Multi tenant architecture, single database

Architecturesoftware-as-a-service

Based on this explanation of multi-tenant architectures here:

A multi-tenant architecture is one where a single software instance
and database serves multiple customers

I cannot fathom how it is preferable to have a single database instead of spawning a single/multiple databases per tenant?

I would think that it should be since resources for single-tenant architectures are hardly a fraction of its multi-tenant counterpart.

Why is it preferable to have a single database?

Best Answer

You've misunderstood the article

You've taken "multi-tenant" to mean "an application which is used by more than one tenant". I'm actually on your side here and I interpret multi-tenancy the same way, but the article uses a slightly different definition, which you seem to have missed.

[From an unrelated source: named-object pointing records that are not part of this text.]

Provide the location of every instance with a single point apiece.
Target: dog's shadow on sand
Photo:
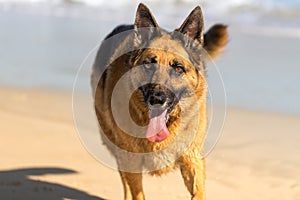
(17, 185)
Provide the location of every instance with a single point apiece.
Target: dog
(159, 78)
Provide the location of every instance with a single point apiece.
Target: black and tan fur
(164, 50)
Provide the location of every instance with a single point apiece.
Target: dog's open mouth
(157, 130)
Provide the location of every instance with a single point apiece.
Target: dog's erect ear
(144, 18)
(145, 25)
(193, 25)
(215, 39)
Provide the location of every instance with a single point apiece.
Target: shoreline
(255, 158)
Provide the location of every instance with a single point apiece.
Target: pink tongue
(157, 129)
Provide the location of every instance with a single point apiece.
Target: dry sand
(257, 157)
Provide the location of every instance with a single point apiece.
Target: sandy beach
(42, 157)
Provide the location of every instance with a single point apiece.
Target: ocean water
(43, 43)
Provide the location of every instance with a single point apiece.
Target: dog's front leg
(193, 173)
(133, 186)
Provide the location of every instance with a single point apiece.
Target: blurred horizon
(43, 43)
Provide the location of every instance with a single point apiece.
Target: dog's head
(171, 64)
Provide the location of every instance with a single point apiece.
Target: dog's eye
(149, 65)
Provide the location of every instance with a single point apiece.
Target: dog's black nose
(157, 98)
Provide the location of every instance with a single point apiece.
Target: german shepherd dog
(162, 75)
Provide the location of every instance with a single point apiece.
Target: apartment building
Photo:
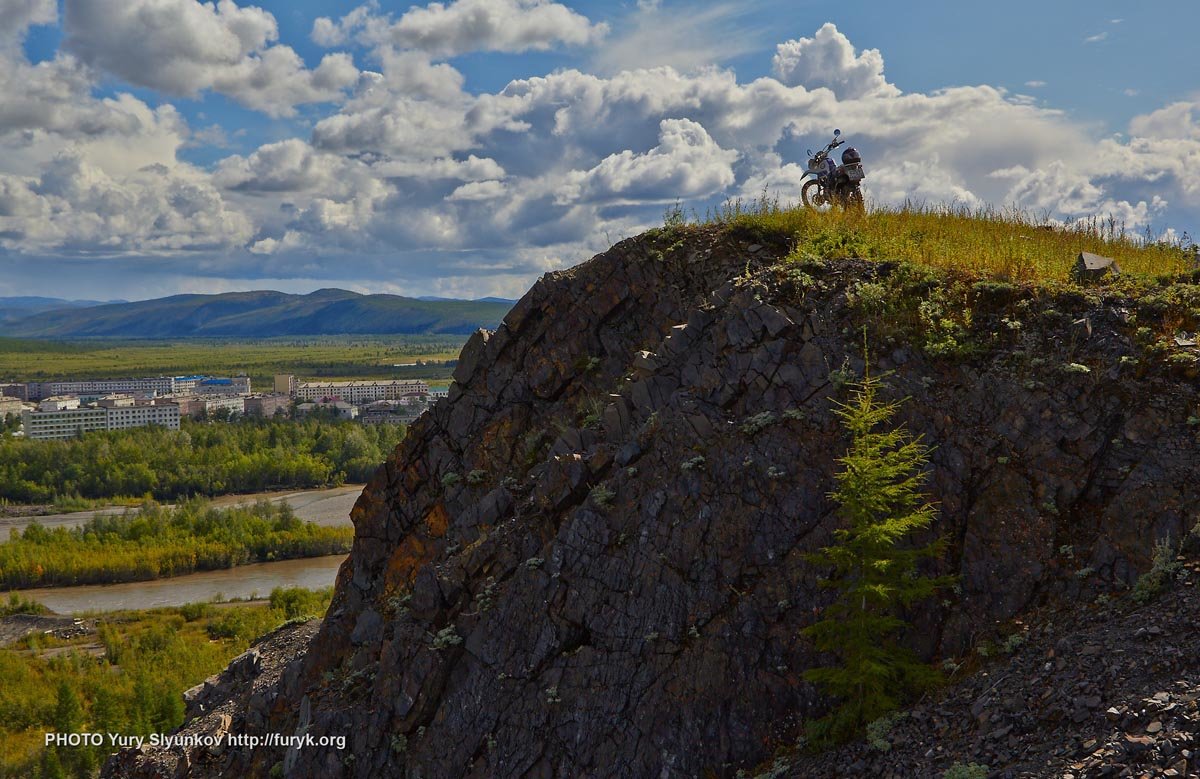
(360, 393)
(10, 407)
(65, 418)
(202, 405)
(268, 405)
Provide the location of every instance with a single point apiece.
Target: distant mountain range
(250, 315)
(12, 309)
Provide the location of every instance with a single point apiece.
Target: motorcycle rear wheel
(810, 193)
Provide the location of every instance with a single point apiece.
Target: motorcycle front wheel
(811, 196)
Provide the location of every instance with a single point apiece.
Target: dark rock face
(589, 559)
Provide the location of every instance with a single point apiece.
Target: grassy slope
(136, 685)
(985, 244)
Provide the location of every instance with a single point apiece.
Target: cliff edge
(589, 558)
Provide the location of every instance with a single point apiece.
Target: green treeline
(131, 683)
(156, 541)
(247, 455)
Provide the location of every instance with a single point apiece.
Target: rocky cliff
(589, 559)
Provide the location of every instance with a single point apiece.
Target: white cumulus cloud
(828, 59)
(448, 29)
(184, 47)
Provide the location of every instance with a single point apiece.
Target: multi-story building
(148, 387)
(202, 405)
(268, 405)
(389, 412)
(341, 408)
(235, 385)
(359, 393)
(96, 388)
(10, 407)
(61, 418)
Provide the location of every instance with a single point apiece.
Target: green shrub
(1156, 581)
(966, 771)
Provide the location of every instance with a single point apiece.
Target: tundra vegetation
(155, 541)
(985, 243)
(324, 358)
(201, 459)
(127, 677)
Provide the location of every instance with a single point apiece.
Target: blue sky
(153, 147)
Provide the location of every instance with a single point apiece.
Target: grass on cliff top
(1008, 245)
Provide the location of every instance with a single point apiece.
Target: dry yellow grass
(984, 243)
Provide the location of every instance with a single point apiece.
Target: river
(240, 582)
(324, 507)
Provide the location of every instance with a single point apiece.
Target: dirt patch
(16, 627)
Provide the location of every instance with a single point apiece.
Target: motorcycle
(834, 184)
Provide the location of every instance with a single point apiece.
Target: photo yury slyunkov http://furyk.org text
(563, 389)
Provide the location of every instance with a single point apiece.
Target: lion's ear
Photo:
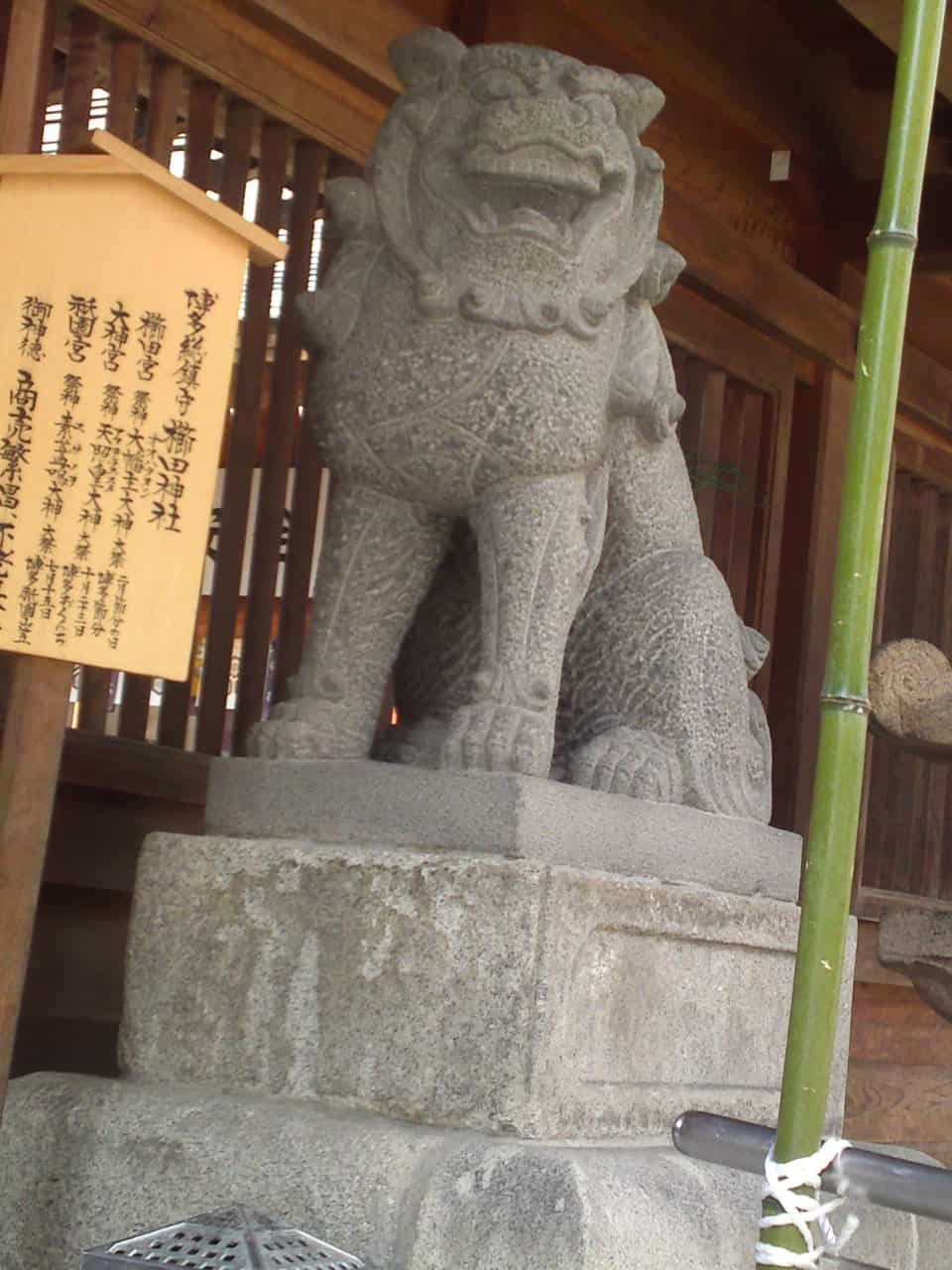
(660, 273)
(420, 58)
(638, 104)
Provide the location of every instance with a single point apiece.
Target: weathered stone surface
(84, 1161)
(490, 357)
(457, 989)
(918, 943)
(363, 802)
(910, 691)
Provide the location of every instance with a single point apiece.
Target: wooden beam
(357, 33)
(772, 296)
(135, 767)
(278, 73)
(769, 67)
(884, 18)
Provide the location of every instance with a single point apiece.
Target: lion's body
(471, 405)
(490, 359)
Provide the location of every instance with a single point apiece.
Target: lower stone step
(84, 1161)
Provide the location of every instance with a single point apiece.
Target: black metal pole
(924, 1191)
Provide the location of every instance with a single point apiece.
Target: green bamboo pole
(843, 705)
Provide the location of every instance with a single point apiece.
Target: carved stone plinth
(493, 993)
(435, 1057)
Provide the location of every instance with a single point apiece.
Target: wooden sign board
(118, 322)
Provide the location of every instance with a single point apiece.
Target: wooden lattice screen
(907, 844)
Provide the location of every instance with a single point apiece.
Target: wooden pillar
(40, 688)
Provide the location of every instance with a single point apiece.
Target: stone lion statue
(512, 527)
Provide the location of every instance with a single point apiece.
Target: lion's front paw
(499, 738)
(306, 729)
(630, 762)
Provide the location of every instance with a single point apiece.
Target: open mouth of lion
(536, 190)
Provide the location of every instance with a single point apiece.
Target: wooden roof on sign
(118, 159)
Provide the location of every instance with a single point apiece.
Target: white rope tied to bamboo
(782, 1184)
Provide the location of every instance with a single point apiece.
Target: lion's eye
(498, 85)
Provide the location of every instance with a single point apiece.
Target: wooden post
(40, 690)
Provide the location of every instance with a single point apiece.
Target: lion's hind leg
(658, 668)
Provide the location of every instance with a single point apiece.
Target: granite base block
(389, 806)
(85, 1161)
(466, 991)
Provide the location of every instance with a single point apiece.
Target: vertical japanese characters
(104, 449)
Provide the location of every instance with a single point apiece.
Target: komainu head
(512, 182)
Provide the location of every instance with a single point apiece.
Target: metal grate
(234, 1238)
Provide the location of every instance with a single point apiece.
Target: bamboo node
(890, 236)
(846, 701)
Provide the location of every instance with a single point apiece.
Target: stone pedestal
(430, 1056)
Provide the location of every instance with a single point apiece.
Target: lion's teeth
(489, 214)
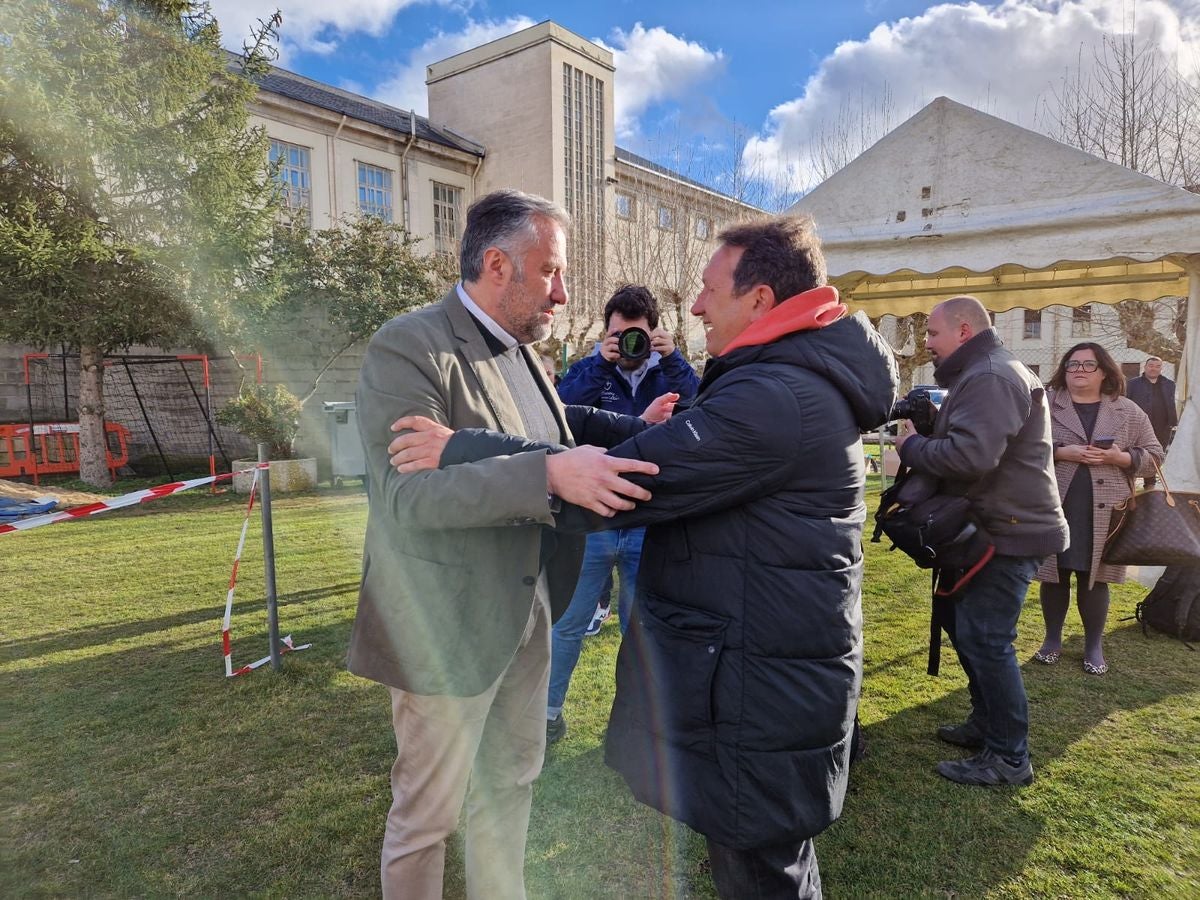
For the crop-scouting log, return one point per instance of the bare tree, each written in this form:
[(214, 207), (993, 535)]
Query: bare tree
[(1128, 102)]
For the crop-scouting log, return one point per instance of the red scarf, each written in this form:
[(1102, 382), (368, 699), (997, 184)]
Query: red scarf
[(804, 312)]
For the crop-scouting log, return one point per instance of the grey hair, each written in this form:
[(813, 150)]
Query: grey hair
[(505, 220)]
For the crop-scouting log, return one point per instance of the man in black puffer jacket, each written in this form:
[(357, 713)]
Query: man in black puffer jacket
[(738, 678)]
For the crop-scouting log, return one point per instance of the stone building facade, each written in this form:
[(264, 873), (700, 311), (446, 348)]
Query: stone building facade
[(533, 111)]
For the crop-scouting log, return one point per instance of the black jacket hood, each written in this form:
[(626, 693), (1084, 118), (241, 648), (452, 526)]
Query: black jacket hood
[(850, 354)]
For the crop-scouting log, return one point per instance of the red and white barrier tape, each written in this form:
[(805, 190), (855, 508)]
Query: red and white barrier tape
[(286, 647), (126, 499), (226, 642)]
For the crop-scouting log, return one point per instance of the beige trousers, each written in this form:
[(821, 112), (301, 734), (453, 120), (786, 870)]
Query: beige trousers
[(495, 743)]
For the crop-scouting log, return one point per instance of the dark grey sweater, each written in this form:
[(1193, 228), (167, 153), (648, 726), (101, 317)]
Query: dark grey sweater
[(991, 443)]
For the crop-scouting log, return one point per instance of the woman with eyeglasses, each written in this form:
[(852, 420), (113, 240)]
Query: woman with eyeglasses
[(1101, 442)]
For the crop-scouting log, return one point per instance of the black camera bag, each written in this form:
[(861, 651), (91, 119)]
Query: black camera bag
[(936, 532)]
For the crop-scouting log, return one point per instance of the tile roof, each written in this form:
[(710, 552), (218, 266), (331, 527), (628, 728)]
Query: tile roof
[(325, 96)]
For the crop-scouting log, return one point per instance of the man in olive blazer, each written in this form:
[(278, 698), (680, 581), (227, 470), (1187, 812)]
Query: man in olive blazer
[(461, 567)]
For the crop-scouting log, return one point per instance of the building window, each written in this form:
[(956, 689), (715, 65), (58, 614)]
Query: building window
[(447, 213), (583, 177), (1081, 321), (1032, 325), (375, 191), (294, 177)]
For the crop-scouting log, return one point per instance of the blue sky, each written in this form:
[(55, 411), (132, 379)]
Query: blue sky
[(778, 84)]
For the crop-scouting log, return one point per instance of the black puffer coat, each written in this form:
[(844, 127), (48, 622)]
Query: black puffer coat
[(738, 679)]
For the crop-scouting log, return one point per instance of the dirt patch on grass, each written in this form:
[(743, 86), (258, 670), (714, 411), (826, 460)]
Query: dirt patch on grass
[(17, 491)]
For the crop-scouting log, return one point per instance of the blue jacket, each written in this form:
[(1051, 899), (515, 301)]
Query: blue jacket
[(595, 382)]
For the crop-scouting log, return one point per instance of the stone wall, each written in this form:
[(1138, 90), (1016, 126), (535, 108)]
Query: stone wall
[(292, 361)]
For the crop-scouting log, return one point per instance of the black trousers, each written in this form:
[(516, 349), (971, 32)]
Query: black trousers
[(785, 870)]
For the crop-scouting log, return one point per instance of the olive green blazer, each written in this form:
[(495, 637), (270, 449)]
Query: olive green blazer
[(451, 556)]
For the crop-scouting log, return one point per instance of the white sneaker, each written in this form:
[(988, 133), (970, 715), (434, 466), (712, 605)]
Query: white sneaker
[(603, 613)]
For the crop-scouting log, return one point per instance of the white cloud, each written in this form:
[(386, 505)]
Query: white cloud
[(1005, 59), (309, 25), (654, 65), (405, 87)]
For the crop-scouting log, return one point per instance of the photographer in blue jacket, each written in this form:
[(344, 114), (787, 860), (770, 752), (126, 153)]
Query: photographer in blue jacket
[(635, 363)]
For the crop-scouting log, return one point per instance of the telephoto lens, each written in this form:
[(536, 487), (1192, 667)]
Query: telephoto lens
[(634, 343)]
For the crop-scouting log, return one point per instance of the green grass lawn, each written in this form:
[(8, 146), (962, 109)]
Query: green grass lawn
[(131, 766)]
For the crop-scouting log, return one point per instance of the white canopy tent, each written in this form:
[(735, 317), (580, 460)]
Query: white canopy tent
[(959, 202)]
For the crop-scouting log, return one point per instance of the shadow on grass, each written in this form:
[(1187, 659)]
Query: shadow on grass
[(905, 831), (144, 772), (96, 636)]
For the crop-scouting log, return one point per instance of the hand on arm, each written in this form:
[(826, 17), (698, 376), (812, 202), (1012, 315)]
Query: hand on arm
[(588, 478), (1069, 453), (1113, 456), (421, 447), (660, 408)]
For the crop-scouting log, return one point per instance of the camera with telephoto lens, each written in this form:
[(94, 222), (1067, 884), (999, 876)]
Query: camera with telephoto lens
[(917, 406), (634, 343)]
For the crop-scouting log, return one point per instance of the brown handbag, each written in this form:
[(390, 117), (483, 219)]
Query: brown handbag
[(1155, 528)]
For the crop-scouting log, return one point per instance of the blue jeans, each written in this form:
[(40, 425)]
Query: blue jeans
[(621, 547), (785, 870), (984, 630)]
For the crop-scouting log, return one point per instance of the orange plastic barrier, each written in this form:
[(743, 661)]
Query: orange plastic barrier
[(55, 449)]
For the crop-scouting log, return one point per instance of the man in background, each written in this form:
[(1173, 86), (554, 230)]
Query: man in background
[(991, 444), (1155, 393), (617, 382)]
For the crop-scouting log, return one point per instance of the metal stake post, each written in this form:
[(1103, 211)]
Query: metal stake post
[(273, 612), (883, 471)]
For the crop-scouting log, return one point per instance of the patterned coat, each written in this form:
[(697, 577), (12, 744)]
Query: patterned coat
[(1128, 424)]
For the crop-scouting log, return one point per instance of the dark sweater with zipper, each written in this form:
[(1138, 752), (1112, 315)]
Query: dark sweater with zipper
[(991, 443)]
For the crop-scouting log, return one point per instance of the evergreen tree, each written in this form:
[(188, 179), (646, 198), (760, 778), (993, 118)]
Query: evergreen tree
[(135, 205)]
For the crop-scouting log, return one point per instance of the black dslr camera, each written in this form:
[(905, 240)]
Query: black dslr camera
[(634, 343), (917, 406)]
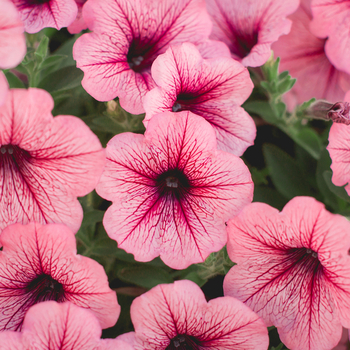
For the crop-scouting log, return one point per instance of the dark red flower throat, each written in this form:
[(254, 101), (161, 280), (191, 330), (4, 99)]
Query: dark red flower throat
[(183, 342), (173, 181)]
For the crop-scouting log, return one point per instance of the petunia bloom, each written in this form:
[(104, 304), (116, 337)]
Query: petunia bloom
[(172, 191), (212, 88), (127, 37), (177, 316), (250, 27), (293, 270), (79, 24), (53, 326), (45, 162), (39, 14), (339, 151), (3, 88), (39, 263), (12, 41), (303, 55), (331, 19)]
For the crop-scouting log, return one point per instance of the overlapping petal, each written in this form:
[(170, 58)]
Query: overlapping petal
[(213, 88), (39, 263), (39, 14), (45, 162), (293, 269), (303, 55), (171, 190), (331, 19), (3, 88), (53, 326), (127, 37), (250, 27), (12, 41), (178, 316), (339, 150)]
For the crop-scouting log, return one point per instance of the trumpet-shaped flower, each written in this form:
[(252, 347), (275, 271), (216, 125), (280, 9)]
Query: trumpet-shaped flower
[(39, 263), (303, 55), (172, 191), (53, 326), (212, 88), (293, 270), (250, 27), (127, 37), (39, 14), (331, 19), (177, 316), (12, 41), (45, 162)]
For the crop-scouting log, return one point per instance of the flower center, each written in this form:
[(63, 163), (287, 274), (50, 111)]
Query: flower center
[(184, 102), (173, 181), (243, 43), (183, 342), (43, 288), (138, 56), (13, 153)]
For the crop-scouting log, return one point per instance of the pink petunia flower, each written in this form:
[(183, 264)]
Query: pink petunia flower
[(250, 27), (53, 326), (303, 55), (39, 14), (127, 37), (79, 24), (39, 263), (3, 88), (172, 191), (339, 151), (293, 270), (12, 41), (331, 19), (213, 88), (177, 316), (45, 162)]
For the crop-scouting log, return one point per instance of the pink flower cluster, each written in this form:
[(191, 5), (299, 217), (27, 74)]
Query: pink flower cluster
[(173, 189)]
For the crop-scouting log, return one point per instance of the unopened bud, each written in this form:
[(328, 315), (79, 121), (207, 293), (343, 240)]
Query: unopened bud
[(337, 112)]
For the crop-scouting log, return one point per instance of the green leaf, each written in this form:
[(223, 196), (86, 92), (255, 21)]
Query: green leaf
[(63, 79), (43, 46), (269, 196), (309, 140), (145, 276), (285, 85), (339, 191), (51, 61), (288, 178), (263, 109), (14, 81)]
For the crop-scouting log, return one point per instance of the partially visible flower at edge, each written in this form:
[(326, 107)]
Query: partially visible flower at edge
[(53, 326), (293, 270), (39, 14), (303, 55), (12, 40), (40, 263), (177, 316), (126, 38), (46, 162), (212, 88), (250, 27)]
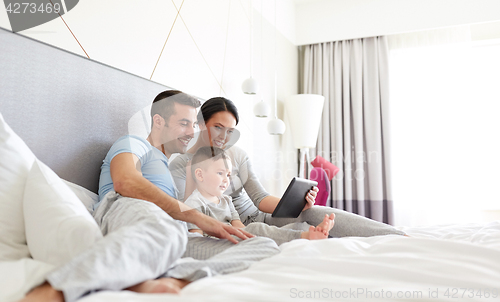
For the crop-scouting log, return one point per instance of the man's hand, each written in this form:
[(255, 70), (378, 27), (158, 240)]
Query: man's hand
[(220, 230), (311, 198)]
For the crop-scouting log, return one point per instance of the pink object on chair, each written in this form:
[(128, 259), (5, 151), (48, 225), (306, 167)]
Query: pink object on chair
[(321, 177), (330, 169)]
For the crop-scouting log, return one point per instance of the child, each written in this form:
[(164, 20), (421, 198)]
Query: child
[(211, 169)]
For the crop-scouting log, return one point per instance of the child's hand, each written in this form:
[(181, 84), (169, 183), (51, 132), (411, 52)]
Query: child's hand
[(311, 198)]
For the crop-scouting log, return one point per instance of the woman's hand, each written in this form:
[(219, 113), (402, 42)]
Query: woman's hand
[(311, 198)]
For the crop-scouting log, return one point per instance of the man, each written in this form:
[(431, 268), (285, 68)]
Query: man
[(136, 214)]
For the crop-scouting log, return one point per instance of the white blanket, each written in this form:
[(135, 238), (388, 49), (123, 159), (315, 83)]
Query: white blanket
[(443, 263)]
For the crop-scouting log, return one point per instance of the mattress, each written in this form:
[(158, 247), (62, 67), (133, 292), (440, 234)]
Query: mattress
[(440, 263)]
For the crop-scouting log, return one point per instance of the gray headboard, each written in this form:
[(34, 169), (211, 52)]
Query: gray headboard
[(68, 109)]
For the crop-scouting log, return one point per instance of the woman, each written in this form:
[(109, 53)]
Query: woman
[(217, 119)]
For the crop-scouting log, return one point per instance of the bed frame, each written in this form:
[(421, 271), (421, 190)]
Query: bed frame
[(67, 108)]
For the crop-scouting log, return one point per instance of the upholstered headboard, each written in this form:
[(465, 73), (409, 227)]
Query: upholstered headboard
[(68, 109)]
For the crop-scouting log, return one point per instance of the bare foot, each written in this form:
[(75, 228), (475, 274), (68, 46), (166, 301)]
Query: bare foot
[(327, 224), (44, 293), (313, 234), (162, 285)]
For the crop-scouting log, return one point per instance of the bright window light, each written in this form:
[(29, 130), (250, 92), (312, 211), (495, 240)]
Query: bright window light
[(445, 119)]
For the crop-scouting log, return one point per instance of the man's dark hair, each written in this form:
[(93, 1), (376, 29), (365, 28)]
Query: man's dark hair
[(214, 105), (205, 153), (163, 104)]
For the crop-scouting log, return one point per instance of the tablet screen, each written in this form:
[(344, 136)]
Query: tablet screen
[(293, 201)]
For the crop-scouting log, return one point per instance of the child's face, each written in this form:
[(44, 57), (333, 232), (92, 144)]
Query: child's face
[(216, 177)]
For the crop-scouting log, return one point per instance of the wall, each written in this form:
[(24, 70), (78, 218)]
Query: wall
[(195, 59), (331, 20)]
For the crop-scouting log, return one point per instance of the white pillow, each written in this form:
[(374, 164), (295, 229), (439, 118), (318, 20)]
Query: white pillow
[(16, 160), (18, 277), (87, 197), (58, 226)]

In the article, and I admit I agree they should've pointed this out a bit more explicitly to avoid ambiguity, "multi-tenant" is being used to mean "more than one tenant using the same resource":

A multi-tenant architecture is one where a single software instance and database serves multiple customers (i.e. tenants).

Contrast this to the previous paragraph about single-tenancy:

Single-tenant cloud architecture is one where a single software instance and its supporting infrastructure/database serve only one customer. In a single-tenant environment, all customer data and interactions are separate from every other customer. Customer data is not housed in the same database and there’s no sharing of data in any way.

Circling back to your question:

I cannot fathom how it is preferable to have a single database (A) instead of spawning a single/multiple databases per tenant (B)?

The article doesn't claim that sharing resources is better. But when not sharing resources, the article calls it single-tenancy (B) and not multi-tenancy (A).


Single-database multitenancy

I also want to address your comment on why someone would ever use multi-tenancy (as per the article's definition of multi-tenancy).

I cannot fathom how it is preferable to have a single database instead of spawning a single/multiple databases per tenant?

Why is it preferable to have a single database?

If you allow an analogy, I cannot fathom how my parents can buy a $200 desktop and use that for all their computer activities. The desktops I build cost ten times that.

But the simple conclusion here is that not everyone needs the same specs. My parents are not power users or gamers. If they can open word/excel files and browse the internet they're happy because that's all they really need. Spending more on a better desktop would be a waste of resources for them.

Similarly, multi-tenanted applications with a small footprint and no reasonable need to think about scalability don't need a multi-database setup. Spending more time, effort and complexity on implementing it anyway is just a waste of resources.

"Better" is a very vague criterium. You intend it to mean "more robust and scalable", but you're glossing over the fact that it also costs extra time and effort. If you don't need the robustness and scalability, then using it is just a waste of resources, which means it's not "better" for your particular scenario.